ウ その他、前記認定の原告の態度(原告は、本件調査に必ずしも協力的であるとはいい難く、宇摩民商関係者を含め、B調査官との対応に穏当さを欠くきらいがないとはいえないが、B調査官と電話あるいは直接口頭で打ち合わせるなどして、一貫して、本件調査には応ずる姿勢を示していること)、Aの立会いの態様・本件帳簿書類への関与の程度、B調査官らの守秘義務違反の具体的可能性等にかんがみると、B調査官がAの立会いの排除に拘泥して本件調査を進めず、最終的に本件調査を打ち切ったことは、合理的な判断に基づくものであったとは認め難い。
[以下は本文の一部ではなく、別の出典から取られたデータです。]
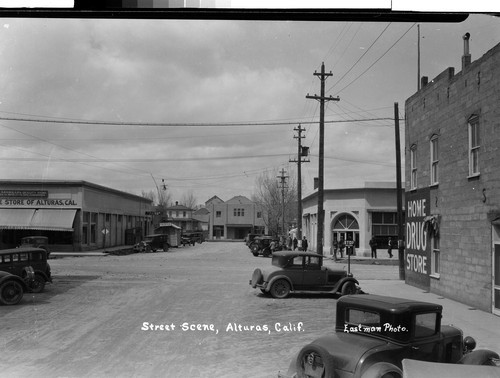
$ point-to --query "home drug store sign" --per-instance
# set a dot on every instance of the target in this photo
(417, 252)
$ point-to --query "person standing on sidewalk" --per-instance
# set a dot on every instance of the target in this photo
(373, 246)
(304, 244)
(389, 247)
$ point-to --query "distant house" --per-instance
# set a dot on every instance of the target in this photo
(182, 216)
(235, 218)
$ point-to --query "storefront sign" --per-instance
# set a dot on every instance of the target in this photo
(24, 193)
(37, 202)
(417, 253)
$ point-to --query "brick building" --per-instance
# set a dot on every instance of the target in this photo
(453, 183)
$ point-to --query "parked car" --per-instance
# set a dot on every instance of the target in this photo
(12, 287)
(152, 243)
(249, 239)
(15, 260)
(261, 245)
(36, 242)
(301, 271)
(192, 238)
(374, 334)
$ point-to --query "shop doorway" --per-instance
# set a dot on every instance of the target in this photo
(345, 227)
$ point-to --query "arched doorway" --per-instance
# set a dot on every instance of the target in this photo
(345, 227)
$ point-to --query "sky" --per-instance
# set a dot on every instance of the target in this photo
(208, 106)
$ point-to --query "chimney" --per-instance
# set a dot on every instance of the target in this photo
(466, 58)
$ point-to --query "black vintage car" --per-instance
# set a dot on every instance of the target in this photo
(261, 245)
(15, 260)
(374, 334)
(301, 272)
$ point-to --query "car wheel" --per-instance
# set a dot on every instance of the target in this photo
(11, 292)
(280, 289)
(38, 284)
(349, 288)
(314, 361)
(257, 277)
(383, 370)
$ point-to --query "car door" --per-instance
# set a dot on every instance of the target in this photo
(314, 276)
(426, 345)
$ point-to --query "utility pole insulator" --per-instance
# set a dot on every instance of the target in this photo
(321, 98)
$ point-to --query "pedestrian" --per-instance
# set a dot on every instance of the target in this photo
(341, 247)
(373, 245)
(304, 244)
(272, 246)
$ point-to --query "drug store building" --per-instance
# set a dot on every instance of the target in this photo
(74, 215)
(453, 183)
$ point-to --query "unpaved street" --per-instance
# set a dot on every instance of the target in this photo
(95, 320)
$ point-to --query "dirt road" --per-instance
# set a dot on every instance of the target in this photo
(189, 312)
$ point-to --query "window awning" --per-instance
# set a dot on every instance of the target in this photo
(37, 219)
(15, 219)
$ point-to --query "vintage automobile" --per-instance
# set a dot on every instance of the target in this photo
(12, 287)
(36, 242)
(152, 243)
(261, 245)
(301, 272)
(191, 238)
(374, 334)
(15, 260)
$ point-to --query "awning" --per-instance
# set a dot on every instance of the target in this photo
(15, 219)
(53, 219)
(37, 219)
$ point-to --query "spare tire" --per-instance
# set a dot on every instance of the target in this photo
(257, 277)
(314, 360)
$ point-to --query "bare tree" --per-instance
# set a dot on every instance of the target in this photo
(271, 196)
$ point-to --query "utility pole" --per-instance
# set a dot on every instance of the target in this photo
(321, 98)
(399, 196)
(282, 185)
(301, 151)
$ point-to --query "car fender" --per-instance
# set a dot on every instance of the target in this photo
(275, 278)
(479, 357)
(380, 369)
(6, 276)
(341, 282)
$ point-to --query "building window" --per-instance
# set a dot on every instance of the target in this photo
(93, 228)
(474, 145)
(239, 212)
(436, 257)
(413, 167)
(85, 228)
(434, 160)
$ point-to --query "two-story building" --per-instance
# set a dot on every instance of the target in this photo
(235, 218)
(74, 215)
(353, 214)
(453, 183)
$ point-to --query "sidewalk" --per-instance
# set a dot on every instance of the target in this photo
(118, 250)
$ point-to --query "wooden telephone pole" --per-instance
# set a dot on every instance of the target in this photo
(300, 153)
(321, 98)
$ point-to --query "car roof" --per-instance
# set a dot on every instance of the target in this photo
(21, 249)
(295, 253)
(386, 303)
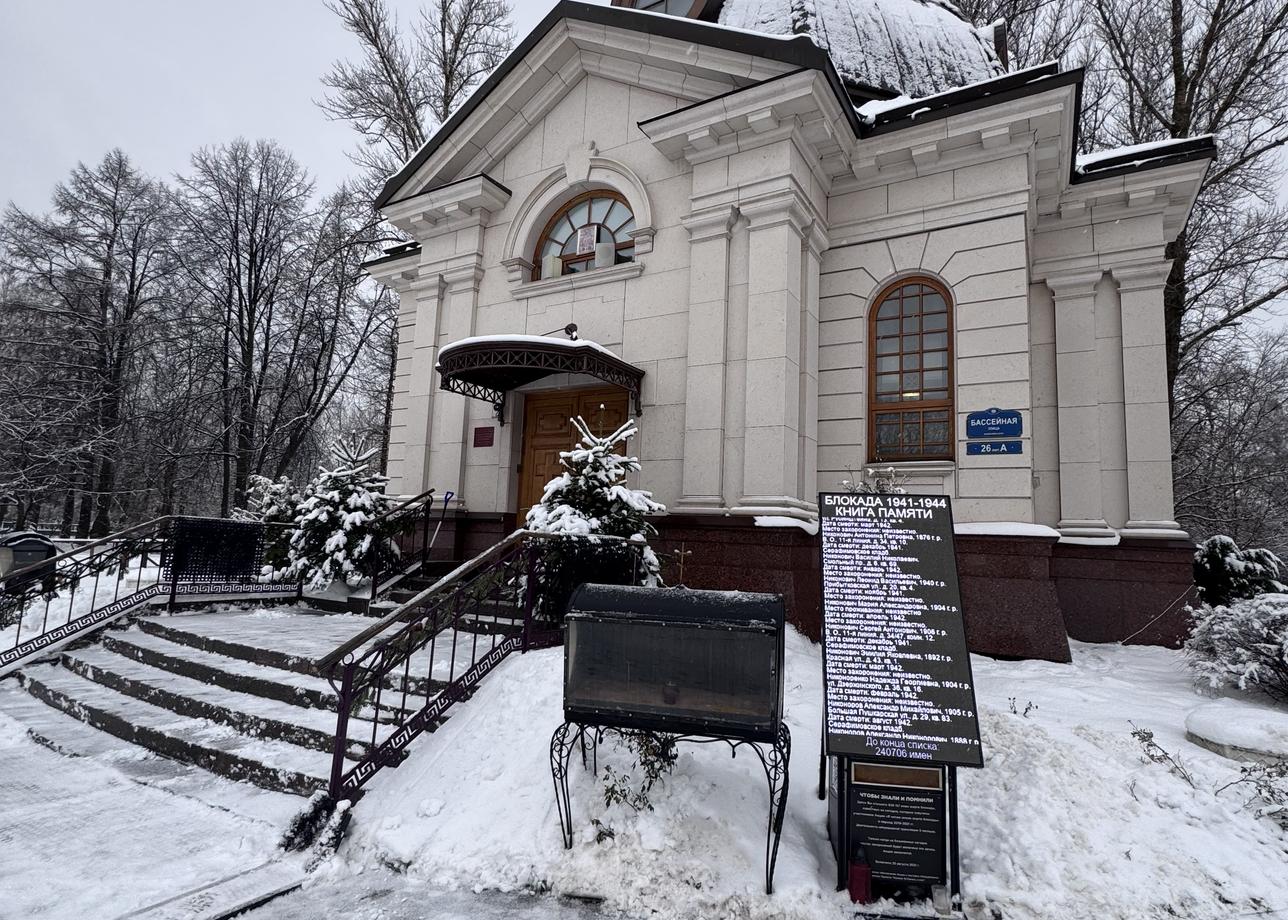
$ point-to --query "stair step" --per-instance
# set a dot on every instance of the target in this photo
(249, 714)
(280, 638)
(269, 764)
(222, 670)
(71, 737)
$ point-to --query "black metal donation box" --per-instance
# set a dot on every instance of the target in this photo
(676, 660)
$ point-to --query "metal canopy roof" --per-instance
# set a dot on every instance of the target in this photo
(488, 367)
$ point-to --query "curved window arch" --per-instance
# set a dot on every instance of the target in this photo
(584, 222)
(911, 373)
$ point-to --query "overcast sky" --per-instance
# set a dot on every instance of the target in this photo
(161, 77)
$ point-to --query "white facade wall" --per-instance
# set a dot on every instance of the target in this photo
(764, 236)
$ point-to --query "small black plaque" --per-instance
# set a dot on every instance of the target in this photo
(898, 680)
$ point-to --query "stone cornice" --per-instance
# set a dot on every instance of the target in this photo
(448, 208)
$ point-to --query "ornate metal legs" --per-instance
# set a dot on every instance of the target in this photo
(776, 760)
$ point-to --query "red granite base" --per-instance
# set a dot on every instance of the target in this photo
(1022, 597)
(1136, 592)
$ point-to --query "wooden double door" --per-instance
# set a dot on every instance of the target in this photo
(548, 429)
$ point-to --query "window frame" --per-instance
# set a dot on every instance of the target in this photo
(912, 405)
(560, 213)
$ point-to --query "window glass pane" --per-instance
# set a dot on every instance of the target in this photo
(562, 231)
(934, 322)
(617, 215)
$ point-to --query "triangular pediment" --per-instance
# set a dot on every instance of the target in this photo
(691, 61)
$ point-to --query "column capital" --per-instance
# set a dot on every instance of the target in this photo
(1069, 285)
(785, 206)
(1149, 276)
(710, 223)
(464, 277)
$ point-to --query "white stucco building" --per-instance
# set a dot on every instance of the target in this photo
(797, 275)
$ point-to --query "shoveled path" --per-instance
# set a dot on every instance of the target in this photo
(380, 896)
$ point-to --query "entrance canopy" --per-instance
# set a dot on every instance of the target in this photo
(490, 366)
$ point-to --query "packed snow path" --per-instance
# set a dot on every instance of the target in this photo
(1067, 820)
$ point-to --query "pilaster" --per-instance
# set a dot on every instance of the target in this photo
(1078, 415)
(1148, 412)
(702, 487)
(778, 224)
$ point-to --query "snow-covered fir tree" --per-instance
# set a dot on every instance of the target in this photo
(591, 498)
(335, 532)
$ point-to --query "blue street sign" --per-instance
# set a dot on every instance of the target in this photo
(994, 423)
(991, 447)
そうすると、原告が正当な理由なく本件帳簿書類の提示要求を拒否し、これにより被告が帳簿書類の備付け、記録及び保存が正しく行われていることを確認することができなかったとはいえず、被告が処分理由として主張する事実の存在を肯定することはできないから、本件青色申告承認取消処分は違法であり、取消しを免れないというべきである。

4 本件更正処分等は本件青色申告承認取消処分を前提として行われているのであるから、本件青色申告承認取消処分を違法として取り消すべき以上、本件更正処分等も違法なものとして取り消されるべきである。

第4結論

以上によれば、原告の本訴請求は、その余の争点2(本件における推計の必要性及び合理性)を判断するまでもなく理由があるから、これを認容することとして、主文のとおり判決する。